Here’s another misperception: Real estate is not a viable investment for everyday people. Perhaps people you know aren’t willing to take the risk of investing in real estate. What about rental property or commercial leasing? It ties up funds, but does that lack of liquidity fit with your risk tolerance? There are many options to get into real estate. They can be great investment alternatives to consider. For instance, even non-traded real estate investment trusts (REITs) or limited partnerships can perform exceptionally well. You do need to make sure you’re an informed investor, and make sure your investments match your personal risk tolerance. As you can see, your options may not be as limited as you perceive.

You’re Not an Expert and You Don’t Speak Finance

Many people are not aware that 401(k) investment plans for retirement came into existence in the early ‘80s. Before this, only people with large amounts of money actually invested in the stock market. Since then, most Americans have become at least somewhat familiar with what a mutual fund is, since it’s the vehicle used in most 401(k) plans. Here’s an interesting tidbit: When the markets declined in 2000, 2001, and 2002, the most common lawsuits against employers were claims about the lack of education on 401(k) plans. Employees claimed they were not up to speed with how those types of investments moved over time, and chose to blame someone else for not allocating their investments properly. In a number of companies, the employer will now have a financial professional come in to educate staff members on their 401(k) money. But what about becoming better informed about the rest of your financial world?

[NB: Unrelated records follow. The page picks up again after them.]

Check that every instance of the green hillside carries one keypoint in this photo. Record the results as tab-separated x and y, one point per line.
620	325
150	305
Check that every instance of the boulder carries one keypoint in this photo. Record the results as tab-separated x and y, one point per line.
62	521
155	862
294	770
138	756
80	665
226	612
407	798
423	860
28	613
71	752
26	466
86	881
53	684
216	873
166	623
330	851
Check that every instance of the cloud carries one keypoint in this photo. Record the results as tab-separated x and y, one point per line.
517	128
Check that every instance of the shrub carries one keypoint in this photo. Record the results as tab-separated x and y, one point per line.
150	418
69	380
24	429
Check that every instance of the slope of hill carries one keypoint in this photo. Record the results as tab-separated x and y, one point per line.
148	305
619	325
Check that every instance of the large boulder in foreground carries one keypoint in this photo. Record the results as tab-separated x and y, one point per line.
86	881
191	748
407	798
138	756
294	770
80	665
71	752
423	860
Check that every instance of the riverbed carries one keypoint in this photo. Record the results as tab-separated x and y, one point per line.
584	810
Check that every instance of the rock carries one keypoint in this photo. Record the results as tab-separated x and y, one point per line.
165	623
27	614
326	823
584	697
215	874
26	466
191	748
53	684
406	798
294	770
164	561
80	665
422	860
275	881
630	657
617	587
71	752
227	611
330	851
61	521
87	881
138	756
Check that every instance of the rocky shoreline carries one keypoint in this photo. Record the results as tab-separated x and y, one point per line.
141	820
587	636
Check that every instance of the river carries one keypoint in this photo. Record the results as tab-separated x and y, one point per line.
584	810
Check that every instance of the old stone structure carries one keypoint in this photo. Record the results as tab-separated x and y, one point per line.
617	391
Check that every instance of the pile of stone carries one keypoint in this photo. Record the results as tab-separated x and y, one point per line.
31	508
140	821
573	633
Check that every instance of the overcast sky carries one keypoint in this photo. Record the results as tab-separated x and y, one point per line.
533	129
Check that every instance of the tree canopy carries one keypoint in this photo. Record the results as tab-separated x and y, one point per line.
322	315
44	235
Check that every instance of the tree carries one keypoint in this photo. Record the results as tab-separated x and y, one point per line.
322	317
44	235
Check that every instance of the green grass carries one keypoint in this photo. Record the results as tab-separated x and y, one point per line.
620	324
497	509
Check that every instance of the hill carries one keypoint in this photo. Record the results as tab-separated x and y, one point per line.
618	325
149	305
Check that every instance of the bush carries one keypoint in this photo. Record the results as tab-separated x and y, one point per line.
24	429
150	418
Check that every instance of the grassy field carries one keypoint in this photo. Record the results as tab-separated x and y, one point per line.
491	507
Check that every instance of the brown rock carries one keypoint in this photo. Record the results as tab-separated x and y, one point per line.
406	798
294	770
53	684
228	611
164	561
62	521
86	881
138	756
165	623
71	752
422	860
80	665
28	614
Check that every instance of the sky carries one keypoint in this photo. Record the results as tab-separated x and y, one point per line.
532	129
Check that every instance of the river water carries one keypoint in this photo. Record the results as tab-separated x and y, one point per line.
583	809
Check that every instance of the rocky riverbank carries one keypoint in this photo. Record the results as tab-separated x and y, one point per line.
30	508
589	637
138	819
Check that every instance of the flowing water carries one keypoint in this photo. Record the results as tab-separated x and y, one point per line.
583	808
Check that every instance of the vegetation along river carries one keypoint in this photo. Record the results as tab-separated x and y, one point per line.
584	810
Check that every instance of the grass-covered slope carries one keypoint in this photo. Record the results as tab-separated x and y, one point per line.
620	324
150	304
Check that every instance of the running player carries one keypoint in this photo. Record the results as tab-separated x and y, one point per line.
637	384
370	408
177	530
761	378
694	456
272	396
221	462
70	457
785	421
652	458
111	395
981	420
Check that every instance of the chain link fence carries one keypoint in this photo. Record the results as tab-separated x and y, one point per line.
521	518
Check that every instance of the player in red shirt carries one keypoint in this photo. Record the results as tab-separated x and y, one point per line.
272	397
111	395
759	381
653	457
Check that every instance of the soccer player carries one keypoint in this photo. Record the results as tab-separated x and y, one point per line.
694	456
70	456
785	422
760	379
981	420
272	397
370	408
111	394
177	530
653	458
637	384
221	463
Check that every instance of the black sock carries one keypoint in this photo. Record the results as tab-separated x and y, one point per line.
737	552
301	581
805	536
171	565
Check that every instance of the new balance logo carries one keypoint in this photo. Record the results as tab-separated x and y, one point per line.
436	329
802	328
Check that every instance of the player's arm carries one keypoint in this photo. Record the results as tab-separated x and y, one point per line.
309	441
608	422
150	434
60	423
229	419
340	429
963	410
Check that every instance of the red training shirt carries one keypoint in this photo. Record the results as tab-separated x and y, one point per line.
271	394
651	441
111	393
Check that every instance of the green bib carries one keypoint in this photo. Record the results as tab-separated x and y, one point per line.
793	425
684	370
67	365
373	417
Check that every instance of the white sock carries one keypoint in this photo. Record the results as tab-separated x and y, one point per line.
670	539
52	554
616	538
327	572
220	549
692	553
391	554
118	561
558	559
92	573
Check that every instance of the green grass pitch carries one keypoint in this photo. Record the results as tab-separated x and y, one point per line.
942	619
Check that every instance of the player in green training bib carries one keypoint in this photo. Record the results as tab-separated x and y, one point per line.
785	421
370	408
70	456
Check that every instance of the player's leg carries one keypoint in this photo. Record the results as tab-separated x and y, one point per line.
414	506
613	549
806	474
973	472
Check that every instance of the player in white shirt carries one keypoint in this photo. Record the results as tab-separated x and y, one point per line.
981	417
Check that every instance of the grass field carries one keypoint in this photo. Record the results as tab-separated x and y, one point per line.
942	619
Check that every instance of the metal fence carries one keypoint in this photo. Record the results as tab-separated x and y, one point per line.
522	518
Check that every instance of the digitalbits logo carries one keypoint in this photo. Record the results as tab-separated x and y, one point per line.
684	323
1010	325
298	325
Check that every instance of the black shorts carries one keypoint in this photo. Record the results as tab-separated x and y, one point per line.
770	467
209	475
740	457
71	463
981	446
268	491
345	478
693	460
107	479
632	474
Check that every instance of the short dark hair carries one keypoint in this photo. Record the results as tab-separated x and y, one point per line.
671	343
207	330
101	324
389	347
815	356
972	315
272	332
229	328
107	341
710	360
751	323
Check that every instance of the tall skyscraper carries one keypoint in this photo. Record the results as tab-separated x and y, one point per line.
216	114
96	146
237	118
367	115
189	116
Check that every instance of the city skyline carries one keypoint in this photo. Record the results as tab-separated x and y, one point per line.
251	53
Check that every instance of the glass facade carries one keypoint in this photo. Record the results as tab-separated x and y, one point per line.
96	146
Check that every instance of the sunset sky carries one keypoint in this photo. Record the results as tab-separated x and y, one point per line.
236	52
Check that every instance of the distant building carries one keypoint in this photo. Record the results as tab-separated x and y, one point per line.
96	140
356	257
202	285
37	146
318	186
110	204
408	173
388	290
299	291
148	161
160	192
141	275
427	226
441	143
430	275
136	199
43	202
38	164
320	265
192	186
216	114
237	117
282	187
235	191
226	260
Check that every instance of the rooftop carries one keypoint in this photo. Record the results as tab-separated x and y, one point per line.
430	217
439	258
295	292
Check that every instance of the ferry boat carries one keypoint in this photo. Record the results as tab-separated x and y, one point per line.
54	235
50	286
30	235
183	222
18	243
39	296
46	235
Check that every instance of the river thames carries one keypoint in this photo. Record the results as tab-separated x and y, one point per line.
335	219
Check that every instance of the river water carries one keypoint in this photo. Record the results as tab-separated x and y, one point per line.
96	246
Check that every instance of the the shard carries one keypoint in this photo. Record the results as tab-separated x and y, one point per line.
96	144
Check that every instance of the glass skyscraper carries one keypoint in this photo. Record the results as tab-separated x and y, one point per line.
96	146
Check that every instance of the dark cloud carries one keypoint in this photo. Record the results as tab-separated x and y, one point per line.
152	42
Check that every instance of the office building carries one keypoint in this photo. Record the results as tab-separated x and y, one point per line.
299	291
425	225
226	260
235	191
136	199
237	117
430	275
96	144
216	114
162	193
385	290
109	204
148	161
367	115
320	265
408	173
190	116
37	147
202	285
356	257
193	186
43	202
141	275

I was not brought up with money, but I am blessed to have learned how to grow wealth for myself and for others, because I know both sides of the coin, so to speak. Now, I can converse in two languages, English and financial jargon. Financial jargon is that gibberish-speak financial folks use when talking about their products and services, numbers, rates, percentages and the like. Not understanding your financial advisor is a big hurdle to get over, no matter how much or how little money you have. This is a perfect example of a crab you have no control over whatsoever — unless you have a translator handy.

Another common obstacle is all of the options that are available to you: investments, savings, insurance, etc. I find it easier to categorize financial products according to your needs. I break them down into buckets. You have short-term, mid-term and long-term buckets to put your money in. I’ll get into more detail about this in Chapter Eight. What’s important for you to understand right now is that the myriad financial products that are out there don’t have to be as mystifying as they’re made out to be. Again, it’s important that you work with a financial professional who translates financial-speak into terminology you can identify with. You don’t want someone to make your eyes glaze over when it comes to chatting about your financials.